Hi,
On Tue, Dec 7, 2010 at 1:02 AM, Mark Mitchell mark@codesourcery.com wrote:
On 12/6/2010 5:07 AM, Dave Martin wrote:
But, to enable binary distribution, having to have N copies of a library (let alone an application) for N different ARM core variants just doesn't make sense to me.
Just so, and as discussed before improvements to package managers could help here to avoid installing duplicate libraries. (I believe that rpm may have some capability here (?) but deb does not at present).
Yes, a smarter package manager could help a device builder automatically get the right version of a library. But, something more fundamental has to happen to avoid the library developer having to *produce* N versions of a library. (Yes, in theory, you just type "make" with different CFLAGS options, but in practice of course it's often more complex than that, especially if you need to validate the library.)
Yes-- though I didn't elaborate on it. You need a packager that can understand, say, that a binary built for ARMv5 EABI can interoperate with ARMv7 binaries etc. Again, I've heard it suggested that RPM can handle this, but I haven't looked at it in detail myself.
Currently, I don't have many examples-- the main one is related to the discussions aroung using NEON for memcpy(). This can be a performance win on some platforms, but except when the system is heavily loaded, or when NEON happens to be turned on anyway, it may not be advantageous for the user or overall system performance.
How good of a proxy would the length of the copy be, do you think? If you want to copy 1G of data, and NEON makes you 2x-4x faster, then it seems to me that you probably want to use NEON, almost independent of overall system load. But, if you're only going to copy 16 bytes, even if NEON is faster, it's probably OK not to use it -- the function-call overhead to get into memcpy at all is probably significant relative to the time you'd save by using NEON. In between, it's harder, of course -- but perhaps if memcpy is the key example, we could get 80% of the benefit of your idea simply by a test inside memcpy as to the length of the data to be copied?

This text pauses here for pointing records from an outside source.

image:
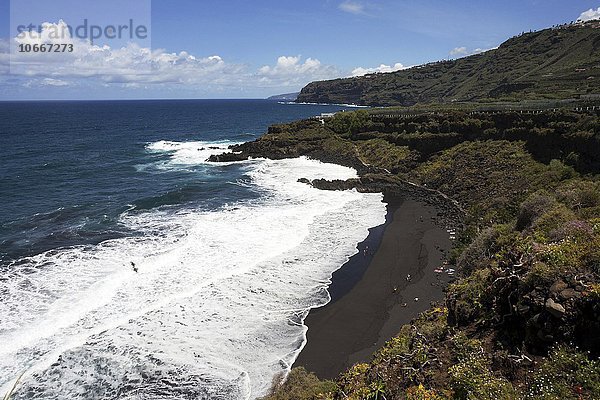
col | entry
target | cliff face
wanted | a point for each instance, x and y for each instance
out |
(550, 64)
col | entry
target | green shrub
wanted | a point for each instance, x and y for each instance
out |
(301, 385)
(566, 374)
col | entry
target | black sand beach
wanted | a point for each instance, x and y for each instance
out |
(388, 283)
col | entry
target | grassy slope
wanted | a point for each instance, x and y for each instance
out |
(523, 321)
(539, 65)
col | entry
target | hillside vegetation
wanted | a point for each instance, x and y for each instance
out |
(523, 319)
(560, 63)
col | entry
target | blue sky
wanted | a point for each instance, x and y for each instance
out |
(250, 49)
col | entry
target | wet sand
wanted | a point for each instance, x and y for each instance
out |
(385, 285)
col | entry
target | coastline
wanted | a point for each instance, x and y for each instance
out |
(374, 293)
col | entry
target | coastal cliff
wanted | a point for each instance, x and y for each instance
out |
(523, 319)
(558, 63)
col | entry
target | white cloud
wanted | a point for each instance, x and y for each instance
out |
(360, 71)
(459, 51)
(133, 67)
(53, 82)
(352, 7)
(291, 71)
(589, 15)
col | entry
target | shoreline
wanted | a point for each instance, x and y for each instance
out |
(373, 294)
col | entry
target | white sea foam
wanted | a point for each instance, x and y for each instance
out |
(185, 153)
(215, 309)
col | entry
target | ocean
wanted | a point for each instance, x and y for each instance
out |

For the memcpy() case, the answer is probably yes, though how often memcpy is called by a given thread is also of significance.
However, there's still a problem: NEON is not designed for implementing memcpy(), so there's no guarantee that it will always be faster ... it is on some SoCs in some situations, but much less beneficial on others -- the "sweet spots" both for performance and power may differ widely from core to core and from SoC to SoC. So running benchmarks on one or two boards and then hard-compiling some thresholds into glibc may not be the right approach. Also, gcc implements memcpy directly too for some cases (but only for small copies?)

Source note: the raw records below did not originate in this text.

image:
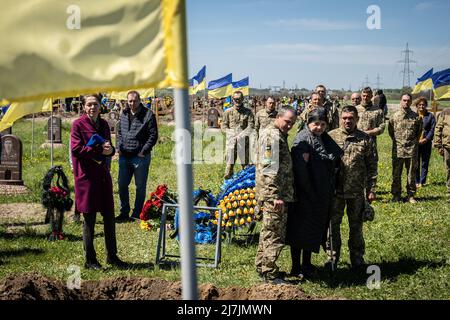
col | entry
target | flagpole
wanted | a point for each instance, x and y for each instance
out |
(51, 136)
(184, 178)
(184, 171)
(32, 136)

The dynamic hwcaps approach doesn't really solve that problem: for adapting to different SoCs, you really want a way to run a benchmark on the target to make your decision (xine-lib chooses an internal memcpy implementation this way for example), or a way to pass some platform metrics to glibc / other affected libraries. Identifying the precise SoC from /proc/cpuinfo isn't always straightforward, but I've seen some code making use of it in similar ways.
Cheers ---Dave